Oil Achieves Steepest Annual Decline Since 2020

by Ship & Bunker News Team
Wednesday December 24, 2025

 


Oil trading on Wednesday fell minimally as investors waffled between acknowledging supply disruption risks stemming from aggression against Venezuela by Washington, and data showing exceptionally strong economic growth in the U.S.

After it was learned that the U.S. economy grew at its fastest pace in two years in the third quarter, driven partly by a substantial increase in exports, West Texas Intermediate fell 3 cents to $58.29 per barrel.

Brent dipped 14 cents to $62.24 per barrel, with analysts noting that both it and WTI were expected to fall about 16 percent and 18 percent, respectively, for the year - the sharpest declines since the onset of the Covid pandemic in 2020 and driven by the supposition that global supply will exceed demand in the New Year.

Dennis Kissler, senior vice president of trading at BOK Financial, said, "Volatile holiday trading looks set to become the norm here, with the Venezuelan blockade a focal point heading into the holiday weekend."

Kissler added that, "While the blockade and sanctions are not decreasing world supplies, they may be delaying them, lending a bullish tilt to prices."

The U.S. seized Venezuelan tanker Skipper earlier this month and pursued two others, and as of Wednesday over a dozen loaded vessels were in Venezuela awaiting new directions.
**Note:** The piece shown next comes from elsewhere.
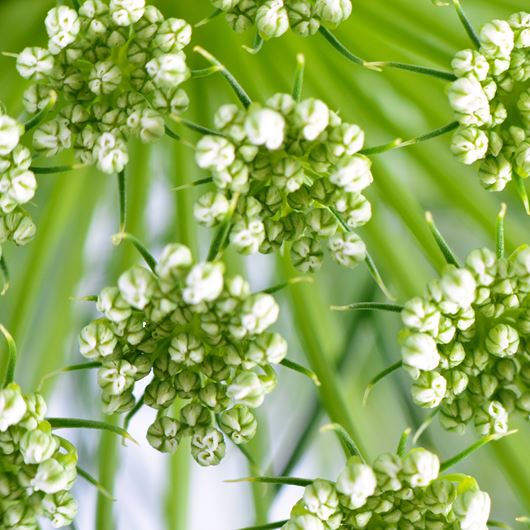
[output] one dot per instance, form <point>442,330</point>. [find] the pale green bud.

Meanwhile, ocean-borne Russian crude was building up by 48 percent since the end of August, and Bloomberg stated that "The U.S. actions against Venezuela may be raising concerns among shippers and buyers of Russian barrels, who worry their cargoes could also be targeted."

In other oil news on Christmas Eve, the American Petroleum Institute estimated that U.S. crude inventories swelled by 2.4 million barrels in the week ending December 19; gasoline inventories rose by 1.1 million barrels and distillates also rose in the reporting period, gaining 700,000 barrels.